The opioid epidemic wrought widespread devastation across the United States, causing overdose deaths, arrests, and addiction on a massive scale. The shocking statistics are heard all too frequently: more Americans now die each year from overdoses than those who perished in the Vietnam, Afghan, and Iraq wars combined. However, local efforts to fight opioid addiction using progressive, evidence-based techniques are gaining national attention and praise.
Seattle Drug Courts Focus on Treatment, Not Punishment
Seattle has been praised repeatedly for its drug court diversion program, Law Enforcement Assisted Diversion (LEAD). Under the LEAD program, instead of arresting drug users for possession or prostitution, law enforcement monitor for those who are nonviolent and want help and divert them to social service programs and intensive case management.
Studies have found LEAD to be incredibly successful. Researchers found that drug users assigned to LEAD were 58% less likely to be rearrested when compared to a control group without diversion. Participants were also almost twice as likely to have housing as they had been before entering LEAD and 46% more likely to be employed or getting job training. Also, LEAD is cheaper than jail, courts, and costs associated with homelessness. As a result, municipalities across the country began using the program as a blueprint, and 59 localities now offer LEAD initiatives or are in the process of setting up such a program.
Seattle Treatment Centers Offer Effective Medical Interventions
Another arena in which the local fight against opioid addiction has garnered positive attention is the medical model for treating addiction in local clinics and treatment centers.

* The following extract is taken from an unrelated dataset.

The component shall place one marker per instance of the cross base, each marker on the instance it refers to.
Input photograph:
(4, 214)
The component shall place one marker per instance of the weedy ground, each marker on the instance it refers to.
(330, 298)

Many local centers advocate for the “medication first” model. Under this paradigm, patients have fast access to prescribed medicine that prevents withdrawal sickness. After patients are feeling better and on a plan that quashes their cravings for opiates, they work with medical staff to come up with a plan of action which can include counseling, group therapy, and a plan to lead an opiate-free life.

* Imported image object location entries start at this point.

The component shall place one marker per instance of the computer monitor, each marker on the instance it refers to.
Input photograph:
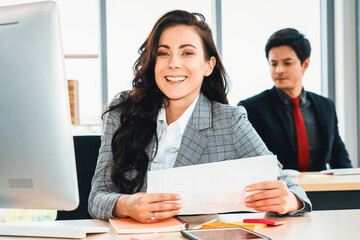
(37, 161)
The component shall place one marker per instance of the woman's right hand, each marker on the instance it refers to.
(147, 207)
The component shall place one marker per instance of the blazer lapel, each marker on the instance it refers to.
(320, 114)
(193, 141)
(281, 115)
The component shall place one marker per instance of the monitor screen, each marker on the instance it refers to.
(37, 162)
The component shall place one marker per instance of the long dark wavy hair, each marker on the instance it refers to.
(140, 106)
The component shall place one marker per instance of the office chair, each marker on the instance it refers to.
(86, 154)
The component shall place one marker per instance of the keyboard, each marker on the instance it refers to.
(48, 229)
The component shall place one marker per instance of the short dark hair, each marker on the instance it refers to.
(292, 38)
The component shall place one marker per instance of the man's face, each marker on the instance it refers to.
(286, 69)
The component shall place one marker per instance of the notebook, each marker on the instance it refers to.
(131, 226)
(342, 171)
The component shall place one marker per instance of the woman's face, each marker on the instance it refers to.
(180, 64)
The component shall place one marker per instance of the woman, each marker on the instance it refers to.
(177, 114)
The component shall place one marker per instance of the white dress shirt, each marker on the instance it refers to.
(169, 138)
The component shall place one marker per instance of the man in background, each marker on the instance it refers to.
(298, 126)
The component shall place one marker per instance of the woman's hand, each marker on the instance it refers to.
(147, 207)
(274, 197)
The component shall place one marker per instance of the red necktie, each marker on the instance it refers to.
(301, 135)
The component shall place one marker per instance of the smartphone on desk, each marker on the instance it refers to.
(235, 233)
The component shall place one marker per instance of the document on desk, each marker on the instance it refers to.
(214, 187)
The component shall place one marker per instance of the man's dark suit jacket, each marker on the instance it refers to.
(267, 114)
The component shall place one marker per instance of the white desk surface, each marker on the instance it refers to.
(330, 225)
(315, 181)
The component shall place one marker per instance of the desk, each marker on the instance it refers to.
(333, 192)
(332, 225)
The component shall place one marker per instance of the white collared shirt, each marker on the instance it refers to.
(169, 138)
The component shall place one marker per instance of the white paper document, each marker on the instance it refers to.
(214, 187)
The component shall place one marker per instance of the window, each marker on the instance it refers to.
(246, 27)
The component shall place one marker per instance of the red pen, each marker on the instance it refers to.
(267, 221)
(151, 236)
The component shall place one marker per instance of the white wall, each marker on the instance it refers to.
(346, 76)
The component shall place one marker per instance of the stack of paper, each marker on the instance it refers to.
(214, 187)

Buprenorphine was approved to treat opioid addiction in 2002. The medication blocks the effect of other opioids and eases withdrawal symptoms. It also lowers the danger of overdose and raises the likelihood a person will stay in treatment. In local treatment centers, patients can have access on their very first day. This is not the norm around the country. Many other treatment models focus on abstinence, emphasizing a commitment to staying clean, and either forbidding the use of medication altogether or mandating that it start much later in the treatment process.
Research has shown that buprenorphine and similar drugs reduce the risk of infectious disease transmission and criminal behavior associated with drug use, increase the likelihood that a person will remain in treatment, reduce the risk of HIV and HCV transmission, reduce criminal justice involvement, and increase the likelihood of employment following treatment.

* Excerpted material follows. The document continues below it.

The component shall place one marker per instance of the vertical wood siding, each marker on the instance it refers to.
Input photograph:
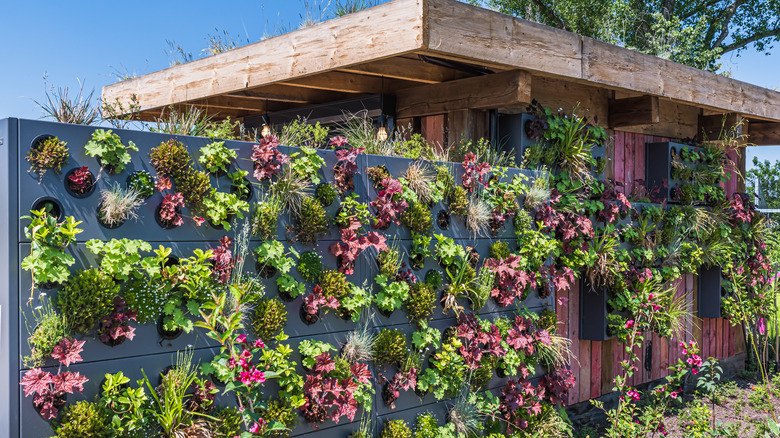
(598, 362)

Seattle Drug Defense Attorney
The success of these local programs demonstrates that drug addiction is most effectively treated as a public health issue, rather than a criminal justice problem. However, many arrests are still made every year and the serious consequences that a drug conviction brings can be life-altering. Former King County prosecutor Steve Karimi has an in-depth understanding of criminal law, and he will work effectively to reduce the charges against you or get them dropped altogether. Call his office at 206-621-8777 or contact us online today to get started.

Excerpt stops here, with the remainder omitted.